The place serves sushi-like, un or undercooked items. Save that the items are organs, sheep’s gut and fatted livers, kidneys and the like. ** They do their own butchery on site; that is the concept of this one – along with the innovative turn that you can’t  leave in the right direction without paying.  And then you wake up.

* London restaurants of the middle-palate chain variety tend to combine a food concept with a service concept. Wagamama’s does rather nice pan-asiatic stuff, and (but) you (have to) sit at collective tables. YO! Sushi (I don’t eat sushi, so I’ve never been – I’ve only stared in the window at the Brunswick Centre) does, um, sushi but does the conveyor belt, color-coded plate thing. I could go on. The reason why this happens here and not so much in New York is because labour costs so much more here, whereas the price in New York drops close enough to zero when you factor in the armies of illegals that work in every single NYC restaurant…. So if I am lucky, someone will open a really nice line offering passable Mexican food, but undoubtedly you’ll drop coins into a bank of automat vending machines or something to get them and then squat on the floor to eat them. That sort of thing.

** Dream seamed out of vague disturbing initial stuff having to do with my cats with a thematic overlay from one of those pet hospital shows that much to my, no frustration isn’t the word, horror-struck disgust came on in a public place where I was forced to watch or look away and no doubt sur-triggered by related things on CNN last night (a feature on the stupid Egyptian pig cull a few month back and the resultant piles of organic garbage that are flooding Cairo at the moment, another piece on Roger Moore’s simultaneous campaigns for UNICEF and against foie gras). The first thing featured a veterinarian holding a still-living sheep’s intestines in his hands, in the second they were euthanizing pigs by forcing them to drink some sort of solution, and the third featured images both of the force-feeding of the ducks and a still of a normal duck liver next to the enormous, bloated organ that goes into fois gras.

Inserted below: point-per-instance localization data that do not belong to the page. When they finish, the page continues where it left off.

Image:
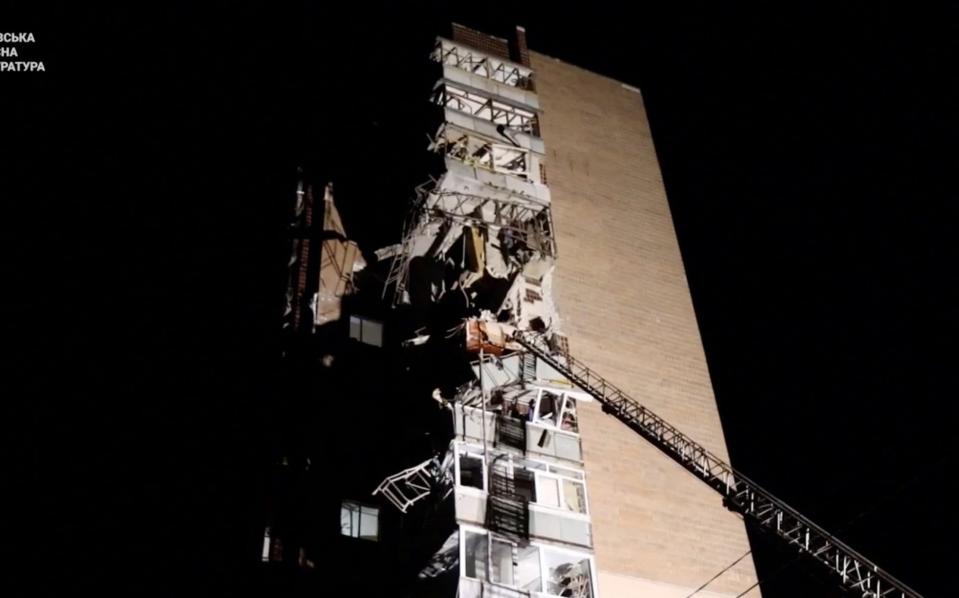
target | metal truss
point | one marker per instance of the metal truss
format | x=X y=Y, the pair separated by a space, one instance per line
x=486 y=108
x=740 y=494
x=411 y=485
x=471 y=61
x=477 y=152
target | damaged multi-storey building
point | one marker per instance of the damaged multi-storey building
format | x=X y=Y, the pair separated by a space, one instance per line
x=452 y=443
x=477 y=467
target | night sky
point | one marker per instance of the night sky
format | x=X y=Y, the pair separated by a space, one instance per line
x=809 y=155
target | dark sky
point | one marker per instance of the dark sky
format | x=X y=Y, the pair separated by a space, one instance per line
x=808 y=153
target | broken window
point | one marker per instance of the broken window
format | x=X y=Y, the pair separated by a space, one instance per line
x=471 y=471
x=474 y=561
x=568 y=574
x=509 y=564
x=359 y=521
x=366 y=331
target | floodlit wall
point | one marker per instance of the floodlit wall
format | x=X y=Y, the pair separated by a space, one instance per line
x=623 y=298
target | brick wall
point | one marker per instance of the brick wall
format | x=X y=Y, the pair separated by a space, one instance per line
x=623 y=298
x=494 y=46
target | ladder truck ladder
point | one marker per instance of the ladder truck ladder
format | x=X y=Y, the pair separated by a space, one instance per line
x=740 y=494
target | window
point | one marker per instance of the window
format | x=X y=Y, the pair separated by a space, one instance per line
x=471 y=471
x=560 y=493
x=567 y=575
x=366 y=331
x=510 y=565
x=359 y=521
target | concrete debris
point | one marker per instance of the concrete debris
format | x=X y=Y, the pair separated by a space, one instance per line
x=388 y=251
x=340 y=258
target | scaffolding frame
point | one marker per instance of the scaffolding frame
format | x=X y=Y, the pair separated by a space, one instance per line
x=450 y=95
x=477 y=63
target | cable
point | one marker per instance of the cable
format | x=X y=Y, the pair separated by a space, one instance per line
x=714 y=577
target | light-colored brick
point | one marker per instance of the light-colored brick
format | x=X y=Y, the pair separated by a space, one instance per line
x=624 y=302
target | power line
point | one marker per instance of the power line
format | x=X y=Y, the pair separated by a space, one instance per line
x=714 y=577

But the funny thing is, whenever I see this sort of image and squeamishly look away, *** and then back again, and the away again, and so on, I always say to myself or whomever is with me, This is why I couldn’t be a doctor, a surgeon. My mother wanted me to be a surgeon but this is why I couldn’t be.

*** Someone was reading the Evening Standard the other day, which featured on the cover a terrible story about a home invasion that took place not far from my house. The person in question forced me to look away; would not show me the piece in question, allow me to read it. It was an interesting reaction, not to let me read it.